Odense Symphony Orchestra
Kristiina Poska

Recorded 26-28 June 2017 in Carl Nielsen Hall, Odense, Denmark


Reviewed by: Colin Anderson

Reviewed: May 2018
CD No: ORCHID CLASSICS
ORC 100079
Duration: 65 minutes

 

 

Having taken joint first prize at the 2016 Carl Nielsen Violin Competition, it is appropriate that Jiyoon Lee (from South Korea) should include music by the eponymous Dane for her debut recording. She is very impressive in Nielsen’s adorable Violin Concerto and enjoys a positive collaboration with Kristiina Poska who ensures that the opening is suitably arresting, a tension-filled space for Lee to impress in terms of technique and timbre, and, most of all in musicianship, attacking the roulade of notes (Nielsen writing adroitly for his own instrument) before yielding to some magical if yearning expression. With the arrival of the section marked Allegro cavalleresco (not given a separate track, unfortunately), which cues a gloriously expansive tune and further swashbuckling challenges for the soloist, the musicians all give of their best, finding a fantasy-narrative aspect, Lee in dramatic charge of the cadenza, and the coda (with imposing horn trills and timpani strokes) is very exciting. In the second movement, similarly structured – slow (preparatory)-fast (main) – Lee bathes the Poco adagio in bittersweet remembrances and (tracked this time) brings freshness to the quirky dance-steps of the Allegretto scherzando, during which the Odense woodwinds are elegantly pointed.

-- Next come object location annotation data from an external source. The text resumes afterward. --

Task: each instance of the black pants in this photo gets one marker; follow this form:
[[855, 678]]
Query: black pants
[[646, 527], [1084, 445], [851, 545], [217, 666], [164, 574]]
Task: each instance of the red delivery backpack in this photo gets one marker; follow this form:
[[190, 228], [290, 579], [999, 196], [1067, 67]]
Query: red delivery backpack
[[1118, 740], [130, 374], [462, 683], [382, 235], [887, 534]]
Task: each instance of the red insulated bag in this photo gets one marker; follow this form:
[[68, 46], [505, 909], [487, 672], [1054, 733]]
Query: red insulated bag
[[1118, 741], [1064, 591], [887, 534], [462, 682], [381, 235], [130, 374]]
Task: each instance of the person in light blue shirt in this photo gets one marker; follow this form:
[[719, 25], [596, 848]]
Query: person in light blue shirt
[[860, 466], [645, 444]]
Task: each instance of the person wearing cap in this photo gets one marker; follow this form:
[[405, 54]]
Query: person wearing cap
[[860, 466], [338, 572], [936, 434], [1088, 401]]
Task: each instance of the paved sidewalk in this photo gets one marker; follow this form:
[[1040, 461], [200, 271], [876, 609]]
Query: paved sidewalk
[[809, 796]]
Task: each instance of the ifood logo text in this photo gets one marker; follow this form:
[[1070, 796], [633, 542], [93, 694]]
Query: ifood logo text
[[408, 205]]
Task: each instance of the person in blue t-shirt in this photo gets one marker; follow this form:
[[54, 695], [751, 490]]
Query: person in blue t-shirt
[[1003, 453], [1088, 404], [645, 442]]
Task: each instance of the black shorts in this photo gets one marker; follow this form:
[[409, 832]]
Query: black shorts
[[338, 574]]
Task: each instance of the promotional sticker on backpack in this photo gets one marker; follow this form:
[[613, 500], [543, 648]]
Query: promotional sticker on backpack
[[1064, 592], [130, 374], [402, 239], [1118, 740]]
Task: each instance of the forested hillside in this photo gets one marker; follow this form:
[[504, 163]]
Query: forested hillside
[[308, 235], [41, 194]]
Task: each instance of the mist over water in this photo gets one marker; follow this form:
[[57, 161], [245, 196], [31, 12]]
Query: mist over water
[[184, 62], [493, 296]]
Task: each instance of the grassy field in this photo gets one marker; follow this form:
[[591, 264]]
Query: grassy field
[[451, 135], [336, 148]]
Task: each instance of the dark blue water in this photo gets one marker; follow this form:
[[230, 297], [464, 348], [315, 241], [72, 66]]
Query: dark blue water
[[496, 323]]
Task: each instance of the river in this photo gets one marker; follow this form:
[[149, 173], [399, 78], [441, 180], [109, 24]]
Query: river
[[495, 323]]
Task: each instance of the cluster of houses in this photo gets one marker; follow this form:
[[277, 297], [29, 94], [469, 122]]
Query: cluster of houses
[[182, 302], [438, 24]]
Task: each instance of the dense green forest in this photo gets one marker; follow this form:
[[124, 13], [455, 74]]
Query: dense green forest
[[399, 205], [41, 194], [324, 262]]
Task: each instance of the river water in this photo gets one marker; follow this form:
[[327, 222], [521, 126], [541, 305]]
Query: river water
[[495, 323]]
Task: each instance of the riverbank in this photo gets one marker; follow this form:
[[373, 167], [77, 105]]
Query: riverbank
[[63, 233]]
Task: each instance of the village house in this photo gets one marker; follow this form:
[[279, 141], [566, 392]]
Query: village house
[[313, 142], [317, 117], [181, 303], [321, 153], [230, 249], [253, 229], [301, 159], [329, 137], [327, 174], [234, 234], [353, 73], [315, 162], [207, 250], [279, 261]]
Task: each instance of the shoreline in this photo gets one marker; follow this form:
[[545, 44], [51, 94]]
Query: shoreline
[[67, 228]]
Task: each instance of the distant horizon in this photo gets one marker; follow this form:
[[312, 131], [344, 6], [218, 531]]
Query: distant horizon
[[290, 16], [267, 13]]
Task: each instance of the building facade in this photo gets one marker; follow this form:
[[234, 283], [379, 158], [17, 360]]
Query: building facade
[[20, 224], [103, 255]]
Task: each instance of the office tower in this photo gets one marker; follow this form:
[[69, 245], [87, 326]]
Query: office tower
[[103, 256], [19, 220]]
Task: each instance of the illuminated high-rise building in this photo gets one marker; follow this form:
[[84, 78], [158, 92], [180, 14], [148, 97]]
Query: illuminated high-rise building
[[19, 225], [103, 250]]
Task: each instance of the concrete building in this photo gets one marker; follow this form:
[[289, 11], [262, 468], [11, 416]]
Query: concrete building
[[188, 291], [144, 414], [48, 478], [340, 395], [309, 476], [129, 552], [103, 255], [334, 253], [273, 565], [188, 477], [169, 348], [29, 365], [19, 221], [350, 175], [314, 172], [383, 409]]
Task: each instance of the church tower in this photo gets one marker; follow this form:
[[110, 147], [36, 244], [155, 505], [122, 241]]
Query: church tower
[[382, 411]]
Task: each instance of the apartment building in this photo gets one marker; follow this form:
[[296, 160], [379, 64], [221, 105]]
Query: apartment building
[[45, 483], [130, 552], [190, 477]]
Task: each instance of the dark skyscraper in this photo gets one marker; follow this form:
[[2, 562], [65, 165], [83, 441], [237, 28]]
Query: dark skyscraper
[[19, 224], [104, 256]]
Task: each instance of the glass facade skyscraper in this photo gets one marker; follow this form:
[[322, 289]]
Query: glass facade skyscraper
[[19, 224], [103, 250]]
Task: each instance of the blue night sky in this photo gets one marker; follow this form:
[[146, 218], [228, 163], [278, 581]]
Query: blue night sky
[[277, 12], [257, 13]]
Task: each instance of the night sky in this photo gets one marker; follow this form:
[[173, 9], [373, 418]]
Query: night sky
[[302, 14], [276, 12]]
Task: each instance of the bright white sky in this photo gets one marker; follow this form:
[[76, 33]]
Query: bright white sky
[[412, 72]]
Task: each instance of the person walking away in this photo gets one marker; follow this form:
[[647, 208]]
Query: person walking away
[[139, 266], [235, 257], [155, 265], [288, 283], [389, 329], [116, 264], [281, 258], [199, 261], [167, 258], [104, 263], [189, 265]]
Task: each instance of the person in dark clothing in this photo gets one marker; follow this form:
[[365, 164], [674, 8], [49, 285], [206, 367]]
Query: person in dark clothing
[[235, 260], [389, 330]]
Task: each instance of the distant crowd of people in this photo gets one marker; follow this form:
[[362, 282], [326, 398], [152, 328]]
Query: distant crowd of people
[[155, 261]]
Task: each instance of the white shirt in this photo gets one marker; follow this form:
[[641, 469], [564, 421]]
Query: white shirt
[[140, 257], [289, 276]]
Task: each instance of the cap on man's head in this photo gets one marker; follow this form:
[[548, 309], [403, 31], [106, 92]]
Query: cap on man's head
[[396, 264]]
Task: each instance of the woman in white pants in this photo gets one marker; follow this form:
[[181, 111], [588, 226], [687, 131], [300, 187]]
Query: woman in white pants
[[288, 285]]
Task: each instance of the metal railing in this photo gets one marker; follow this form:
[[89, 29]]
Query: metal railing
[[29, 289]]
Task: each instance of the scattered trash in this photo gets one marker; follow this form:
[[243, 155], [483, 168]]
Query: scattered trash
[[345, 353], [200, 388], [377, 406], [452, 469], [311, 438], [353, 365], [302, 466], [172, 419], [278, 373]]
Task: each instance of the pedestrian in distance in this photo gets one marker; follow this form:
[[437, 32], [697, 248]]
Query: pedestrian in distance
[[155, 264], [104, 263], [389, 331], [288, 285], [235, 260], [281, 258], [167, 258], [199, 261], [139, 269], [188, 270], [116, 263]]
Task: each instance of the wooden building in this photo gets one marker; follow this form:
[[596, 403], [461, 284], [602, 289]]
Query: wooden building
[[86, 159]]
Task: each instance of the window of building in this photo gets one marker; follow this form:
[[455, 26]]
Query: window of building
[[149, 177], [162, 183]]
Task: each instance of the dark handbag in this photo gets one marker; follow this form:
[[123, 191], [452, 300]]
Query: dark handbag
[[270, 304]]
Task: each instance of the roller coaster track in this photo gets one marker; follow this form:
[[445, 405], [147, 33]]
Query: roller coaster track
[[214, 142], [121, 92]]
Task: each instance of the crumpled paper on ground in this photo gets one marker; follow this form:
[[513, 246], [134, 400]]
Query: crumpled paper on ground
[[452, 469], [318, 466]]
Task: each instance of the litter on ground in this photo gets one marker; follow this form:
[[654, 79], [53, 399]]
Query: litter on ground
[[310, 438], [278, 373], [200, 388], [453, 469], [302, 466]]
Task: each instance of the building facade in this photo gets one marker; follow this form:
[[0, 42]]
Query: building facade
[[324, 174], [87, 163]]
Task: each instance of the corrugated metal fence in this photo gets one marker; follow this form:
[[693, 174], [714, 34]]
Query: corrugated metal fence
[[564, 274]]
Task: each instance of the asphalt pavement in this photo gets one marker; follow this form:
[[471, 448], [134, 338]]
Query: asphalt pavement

Erich Wolfgang Korngold’s Violin Concerto is getting out quite a lot these days; rightly so – romantic, soulful and (in the Finale) exhilarating, fabulously orchestrated – it hit the ground running with Heifetz’s now-vintage if timeless recording. Lee and Poska conspire a distinguished account, the very opening seductive, Lee tugging at the heartstrings with emotional address, from inside the music, and rich tone to feed the senses with filmic images (Korngold carried his style into his Hollywood career, such as Adventures of Robin Hood, and Sea Hawk, both starring Errol Flynn) and nurture those deep feelings that words can’t get near.

Make no mistake, Jiyoon Lee is a major talent (and Kristiina Poska shouldn’t be left out of this equation), a sensitive and searching artist, with bags of confidence; if I were a conductor I’d be straight on the phone to her management to arrange a concert date. The recorded sound is very good, bold and vivid, well-balanced between violinist and orchestra – the latter properly equal – however, turn the volume down a little to reduce fortissimo fierceness and the reproduction becomes excellent.